Petroleum ministry says the programme moved from pilot projects and E5 supplies to E20 through phased policy changes, investment and capacity expansion.

Darshan NakhwaBy Darshan Nakhwa calendar 10 Jul 2026 Views icon53 Views Share - Share to Facebook Share to Twitter Share to LinkedIn Share to Whatsapp
India's Shift to E20 Was More Than Two Decades in the Making: Centre

India’s ethanol-blending programme began with a pilot project in 2001 and was not introduced only in the past few years, the Ministry of Petroleum and Natural Gas has said while rejecting claims that the country rushed its transition to E20 petrol.

The pilot programme was formally announced in 2004. Petrol containing 5% ethanol, or E5, was subsequently introduced across several states by 2006, the ministry said in a question-and-answer note issued on July 10.

The policy framework was later notified in the Gazette of India in January 2013. However, ethanol blending remained at around 1.5% until 2014, mainly because India did not have enough production capacity, the ministry said.

The government was responding to criticism that India advanced its ethanol-blending targets too quickly compared with countries such as Brazil, which took several decades to build a large ethanol fuel market.
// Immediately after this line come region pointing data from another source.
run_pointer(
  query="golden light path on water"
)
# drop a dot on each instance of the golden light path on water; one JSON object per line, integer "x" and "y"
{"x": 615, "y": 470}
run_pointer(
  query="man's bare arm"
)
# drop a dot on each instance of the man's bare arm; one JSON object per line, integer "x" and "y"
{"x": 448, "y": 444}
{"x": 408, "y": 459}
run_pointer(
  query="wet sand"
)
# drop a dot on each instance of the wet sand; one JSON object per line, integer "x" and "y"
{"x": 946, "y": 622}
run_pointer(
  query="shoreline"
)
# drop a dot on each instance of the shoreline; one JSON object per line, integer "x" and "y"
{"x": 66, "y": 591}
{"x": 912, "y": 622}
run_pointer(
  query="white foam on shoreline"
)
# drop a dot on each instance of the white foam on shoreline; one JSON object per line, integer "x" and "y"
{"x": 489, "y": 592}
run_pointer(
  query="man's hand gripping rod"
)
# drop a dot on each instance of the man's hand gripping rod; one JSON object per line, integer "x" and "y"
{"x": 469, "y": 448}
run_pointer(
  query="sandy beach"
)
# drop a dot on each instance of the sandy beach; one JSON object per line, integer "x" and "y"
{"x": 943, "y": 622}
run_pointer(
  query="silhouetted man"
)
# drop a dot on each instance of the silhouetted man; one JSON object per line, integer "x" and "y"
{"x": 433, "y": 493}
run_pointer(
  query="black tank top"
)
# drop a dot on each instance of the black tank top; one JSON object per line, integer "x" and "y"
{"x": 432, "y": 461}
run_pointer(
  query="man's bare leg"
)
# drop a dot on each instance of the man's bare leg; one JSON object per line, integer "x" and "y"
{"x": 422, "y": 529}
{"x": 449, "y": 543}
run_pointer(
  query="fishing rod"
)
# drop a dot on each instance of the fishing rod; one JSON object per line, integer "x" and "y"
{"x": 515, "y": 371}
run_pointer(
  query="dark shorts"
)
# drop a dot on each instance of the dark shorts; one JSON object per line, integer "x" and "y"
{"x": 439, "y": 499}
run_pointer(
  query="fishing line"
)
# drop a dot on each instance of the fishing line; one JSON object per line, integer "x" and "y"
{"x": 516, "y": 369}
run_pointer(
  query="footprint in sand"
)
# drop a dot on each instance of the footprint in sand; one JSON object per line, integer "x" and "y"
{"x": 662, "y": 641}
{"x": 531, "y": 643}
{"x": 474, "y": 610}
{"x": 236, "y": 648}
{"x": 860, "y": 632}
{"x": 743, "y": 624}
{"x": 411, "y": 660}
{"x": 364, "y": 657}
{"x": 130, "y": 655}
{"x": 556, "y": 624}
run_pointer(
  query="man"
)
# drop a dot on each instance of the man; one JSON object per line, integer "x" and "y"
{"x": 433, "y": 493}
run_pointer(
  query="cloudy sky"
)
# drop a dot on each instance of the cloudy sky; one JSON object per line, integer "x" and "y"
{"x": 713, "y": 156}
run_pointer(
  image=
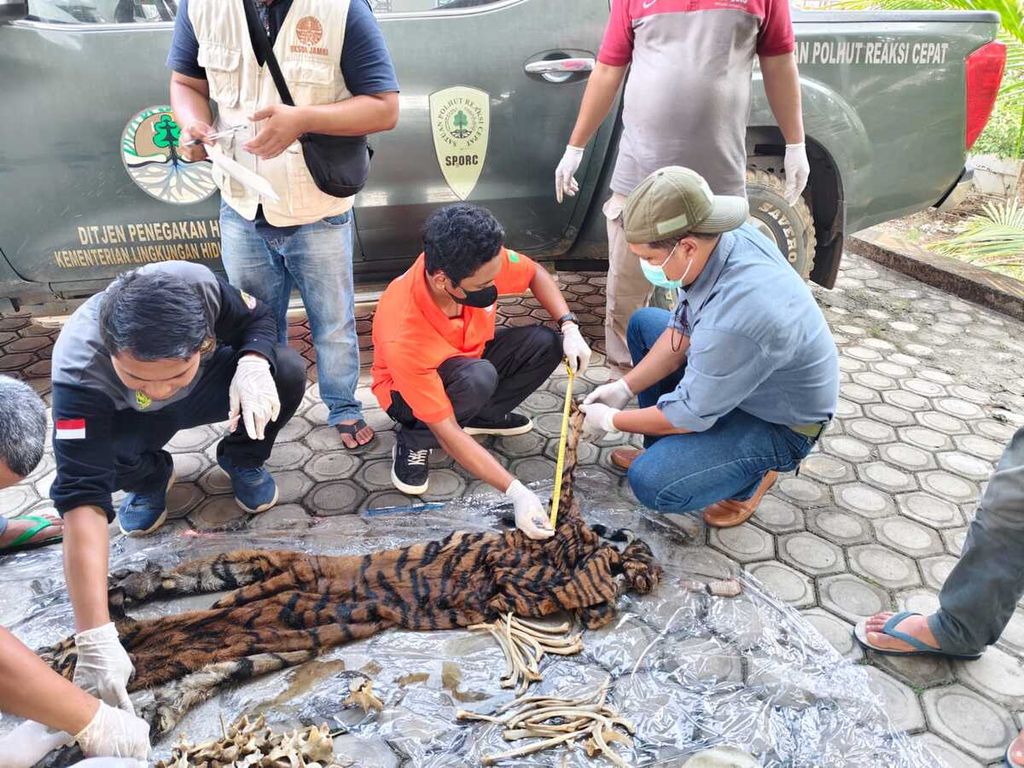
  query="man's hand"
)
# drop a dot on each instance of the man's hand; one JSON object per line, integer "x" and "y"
{"x": 797, "y": 170}
{"x": 565, "y": 182}
{"x": 103, "y": 667}
{"x": 115, "y": 733}
{"x": 195, "y": 130}
{"x": 253, "y": 396}
{"x": 529, "y": 515}
{"x": 574, "y": 348}
{"x": 616, "y": 394}
{"x": 598, "y": 420}
{"x": 282, "y": 128}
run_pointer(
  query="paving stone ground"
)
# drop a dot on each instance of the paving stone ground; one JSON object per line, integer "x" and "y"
{"x": 932, "y": 388}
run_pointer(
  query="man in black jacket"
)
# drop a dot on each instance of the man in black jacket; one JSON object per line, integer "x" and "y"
{"x": 166, "y": 347}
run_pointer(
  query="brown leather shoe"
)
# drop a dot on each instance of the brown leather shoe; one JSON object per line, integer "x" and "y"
{"x": 623, "y": 458}
{"x": 728, "y": 513}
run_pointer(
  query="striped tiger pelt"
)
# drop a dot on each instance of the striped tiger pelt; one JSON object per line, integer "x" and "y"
{"x": 287, "y": 607}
The Centre had initially set 2030 as the target for achieving 20% ethanol blending in petrol. However, the Cabinet Committee on Economic Affairs advanced the target to 2025, bringing the rollout forward by five years. The ministry said the faster transition was supported by higher ethanol production capacity, a wider feedstock base and investment in distilleries, storage and supply infrastructure.

According to the ministry, India’s programme developed over more than two decades through pilot projects, policy changes, the expansion of feedstocks, investment in distilleries, and consultation with vehicle manufacturers and other stakeholders.
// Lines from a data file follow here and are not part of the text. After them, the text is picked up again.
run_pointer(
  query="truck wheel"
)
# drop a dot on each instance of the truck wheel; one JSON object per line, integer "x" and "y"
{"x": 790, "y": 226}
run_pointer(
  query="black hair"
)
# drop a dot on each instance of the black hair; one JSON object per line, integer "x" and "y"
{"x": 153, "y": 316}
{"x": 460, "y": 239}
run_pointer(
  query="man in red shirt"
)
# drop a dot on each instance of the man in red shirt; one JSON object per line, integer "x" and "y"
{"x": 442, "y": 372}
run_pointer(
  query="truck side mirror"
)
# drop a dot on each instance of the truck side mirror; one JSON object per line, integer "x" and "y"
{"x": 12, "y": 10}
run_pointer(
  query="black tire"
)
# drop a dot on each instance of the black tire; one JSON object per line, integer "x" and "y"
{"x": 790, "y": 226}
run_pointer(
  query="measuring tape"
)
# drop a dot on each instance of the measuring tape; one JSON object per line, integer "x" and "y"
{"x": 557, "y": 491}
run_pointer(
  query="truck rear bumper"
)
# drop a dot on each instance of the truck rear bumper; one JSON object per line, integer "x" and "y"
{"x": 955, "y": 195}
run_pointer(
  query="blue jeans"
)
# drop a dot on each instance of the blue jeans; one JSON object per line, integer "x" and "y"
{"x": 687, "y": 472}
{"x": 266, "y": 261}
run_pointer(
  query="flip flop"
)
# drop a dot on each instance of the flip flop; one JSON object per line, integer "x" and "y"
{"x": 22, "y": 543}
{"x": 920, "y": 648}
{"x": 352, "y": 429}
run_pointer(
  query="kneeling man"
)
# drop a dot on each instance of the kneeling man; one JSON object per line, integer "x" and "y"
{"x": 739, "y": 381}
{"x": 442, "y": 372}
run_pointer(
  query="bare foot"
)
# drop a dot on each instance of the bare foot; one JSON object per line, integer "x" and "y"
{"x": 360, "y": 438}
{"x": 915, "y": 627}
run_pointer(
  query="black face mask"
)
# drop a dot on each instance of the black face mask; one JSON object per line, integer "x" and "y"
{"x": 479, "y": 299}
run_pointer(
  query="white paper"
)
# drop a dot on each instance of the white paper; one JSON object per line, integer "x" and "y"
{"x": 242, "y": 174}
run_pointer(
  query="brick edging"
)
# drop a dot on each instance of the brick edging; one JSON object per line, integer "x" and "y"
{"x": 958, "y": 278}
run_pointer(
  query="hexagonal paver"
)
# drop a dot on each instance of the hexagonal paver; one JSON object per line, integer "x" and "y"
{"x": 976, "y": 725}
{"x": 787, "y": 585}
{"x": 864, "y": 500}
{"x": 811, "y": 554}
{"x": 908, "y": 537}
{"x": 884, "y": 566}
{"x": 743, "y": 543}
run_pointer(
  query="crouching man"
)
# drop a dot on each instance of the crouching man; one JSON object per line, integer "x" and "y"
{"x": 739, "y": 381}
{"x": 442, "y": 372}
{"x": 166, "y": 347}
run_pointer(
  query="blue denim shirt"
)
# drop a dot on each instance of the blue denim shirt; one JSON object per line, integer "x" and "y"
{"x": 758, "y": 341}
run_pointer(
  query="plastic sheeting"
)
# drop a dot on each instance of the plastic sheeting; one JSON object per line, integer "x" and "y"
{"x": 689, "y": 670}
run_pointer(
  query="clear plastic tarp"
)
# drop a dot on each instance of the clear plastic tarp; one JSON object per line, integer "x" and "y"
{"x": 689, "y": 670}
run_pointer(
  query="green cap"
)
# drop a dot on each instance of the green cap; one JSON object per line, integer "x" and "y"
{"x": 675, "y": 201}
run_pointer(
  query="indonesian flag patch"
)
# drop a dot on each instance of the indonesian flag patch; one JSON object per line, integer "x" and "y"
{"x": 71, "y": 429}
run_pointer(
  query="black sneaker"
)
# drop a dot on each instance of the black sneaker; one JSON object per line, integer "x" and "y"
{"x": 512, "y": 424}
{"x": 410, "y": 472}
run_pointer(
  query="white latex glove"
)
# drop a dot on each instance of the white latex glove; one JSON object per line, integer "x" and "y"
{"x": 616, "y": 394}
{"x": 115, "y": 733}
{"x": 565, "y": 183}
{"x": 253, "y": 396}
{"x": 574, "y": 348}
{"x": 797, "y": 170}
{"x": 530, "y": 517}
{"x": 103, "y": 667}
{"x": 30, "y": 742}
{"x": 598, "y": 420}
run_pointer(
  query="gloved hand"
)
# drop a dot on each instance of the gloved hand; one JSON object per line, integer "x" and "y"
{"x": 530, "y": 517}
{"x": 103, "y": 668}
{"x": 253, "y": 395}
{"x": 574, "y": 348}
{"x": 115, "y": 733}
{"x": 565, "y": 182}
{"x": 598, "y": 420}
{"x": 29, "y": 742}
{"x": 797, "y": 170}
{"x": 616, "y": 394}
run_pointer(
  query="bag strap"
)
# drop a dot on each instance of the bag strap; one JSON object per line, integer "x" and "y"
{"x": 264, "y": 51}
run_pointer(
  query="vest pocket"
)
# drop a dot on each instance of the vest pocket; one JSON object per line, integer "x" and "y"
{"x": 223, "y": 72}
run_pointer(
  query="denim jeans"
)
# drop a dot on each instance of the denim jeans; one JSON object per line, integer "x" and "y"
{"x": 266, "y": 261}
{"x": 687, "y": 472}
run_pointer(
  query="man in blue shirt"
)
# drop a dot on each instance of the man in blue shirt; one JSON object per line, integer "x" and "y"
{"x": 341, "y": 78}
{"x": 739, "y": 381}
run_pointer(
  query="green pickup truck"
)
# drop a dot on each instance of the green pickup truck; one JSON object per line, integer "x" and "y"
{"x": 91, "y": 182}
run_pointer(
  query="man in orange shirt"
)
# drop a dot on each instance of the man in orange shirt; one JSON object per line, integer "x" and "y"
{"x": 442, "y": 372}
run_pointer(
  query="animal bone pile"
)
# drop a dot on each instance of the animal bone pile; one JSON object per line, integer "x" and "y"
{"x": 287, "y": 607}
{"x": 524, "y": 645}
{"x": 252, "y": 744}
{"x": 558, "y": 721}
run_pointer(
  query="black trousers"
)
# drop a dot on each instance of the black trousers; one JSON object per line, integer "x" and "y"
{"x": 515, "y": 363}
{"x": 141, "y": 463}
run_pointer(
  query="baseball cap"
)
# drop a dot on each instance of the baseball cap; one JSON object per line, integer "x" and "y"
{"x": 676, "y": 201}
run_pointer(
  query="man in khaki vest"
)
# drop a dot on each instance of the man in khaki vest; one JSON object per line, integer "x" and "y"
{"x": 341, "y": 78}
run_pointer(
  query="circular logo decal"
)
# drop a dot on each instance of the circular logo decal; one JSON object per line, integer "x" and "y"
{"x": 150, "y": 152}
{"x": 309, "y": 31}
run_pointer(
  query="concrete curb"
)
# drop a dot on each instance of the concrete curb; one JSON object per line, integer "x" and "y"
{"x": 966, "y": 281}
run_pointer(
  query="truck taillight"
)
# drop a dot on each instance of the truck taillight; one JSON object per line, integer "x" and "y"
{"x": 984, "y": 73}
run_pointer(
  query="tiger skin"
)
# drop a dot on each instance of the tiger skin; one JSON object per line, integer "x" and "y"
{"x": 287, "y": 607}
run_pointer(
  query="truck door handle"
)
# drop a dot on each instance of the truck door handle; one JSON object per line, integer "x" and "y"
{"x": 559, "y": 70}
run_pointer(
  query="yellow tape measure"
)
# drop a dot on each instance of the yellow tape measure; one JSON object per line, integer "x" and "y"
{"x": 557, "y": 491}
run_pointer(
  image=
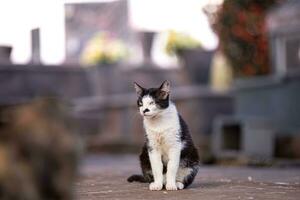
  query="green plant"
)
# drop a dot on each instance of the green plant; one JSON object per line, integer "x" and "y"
{"x": 177, "y": 42}
{"x": 103, "y": 49}
{"x": 241, "y": 27}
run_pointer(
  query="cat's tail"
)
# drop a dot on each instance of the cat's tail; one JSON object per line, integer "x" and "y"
{"x": 137, "y": 178}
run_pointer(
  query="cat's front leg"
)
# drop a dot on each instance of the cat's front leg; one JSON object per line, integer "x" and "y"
{"x": 172, "y": 168}
{"x": 157, "y": 170}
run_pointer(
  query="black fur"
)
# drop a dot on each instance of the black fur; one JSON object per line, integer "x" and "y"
{"x": 189, "y": 156}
Limited Capacity Slowed Early Progress
India initially depended almost entirely on sugarcane for ethanol production. Annual capacity stood at around 400 crore litres, which was not enough to support higher blending levels across the country, the ministry said.

The government changed its approach after introducing the National Policy on Biofuels in May 2018. The policy expanded the range of raw materials that could be used to make ethanol and encouraged investment in additional production capacity.

Several ministries worked together to expand feedstocks, improve logistics, build infrastructure, and provide greater certainty to ethanol producers, according to the release. These included the petroleum, food distribution, road transport, and heavy industries ministries.

A major step came in 2021 when Indian Oil Corporation, Bharat Petroleum Corporation, and Hindustan Petroleum Corporation invited proposals for dedicated ethanol plants in ethanol-deficit regions.

The projects were supported by long-term purchase agreements from oil marketing companies and financing arrangements with public-sector banks. The ministry said these measures reduced investment risk and helped attract fresh capacity.

Supply Expansion Supported Higher Target
The NITI Aayog roadmap for ethanol blending was also published in June 2021, following consultations with vehicle manufacturers, oil companies, agricultural experts, and other stakeholders.

At that time, India required about 500-600 crore litres of ethanol annually to achieve 10% blending. As investment increased, the country’s potential production capacity was expected to rise to nearly 1,200 crore litres, the ministry said.

The Centre said the move towards 20% blending became feasible only after the supply side improved.

India reached 10% average ethanol blending in the 2021-22 ethanol supply year. This rose to 12.1% in 2022-23, 14.6% in 2023-24, and 19.2% in 2024-25. Average blending reached 20% between November 2025 and June 2026, according to the ministry.

The progression shows that the blending level increased in stages rather than through a single nationwide shift, it added.

Centre Cites Global Learning
The ministry said Brazil took longer because it was developing one of the world’s first large-scale ethanol ecosystems. India, by comparison, could learn from technologies, policies, and operating experience already available in international markets.

The Centre said better coordination between ministries, a clearer investment framework, and the use of proven technology allowed India to shorten the implementation period.

It maintained that the faster timeline did not come at the cost of technical evaluation or vehicle safety. Automobile manufacturers, testing agencies, oil companies, and other stakeholders were consulted before the rollout.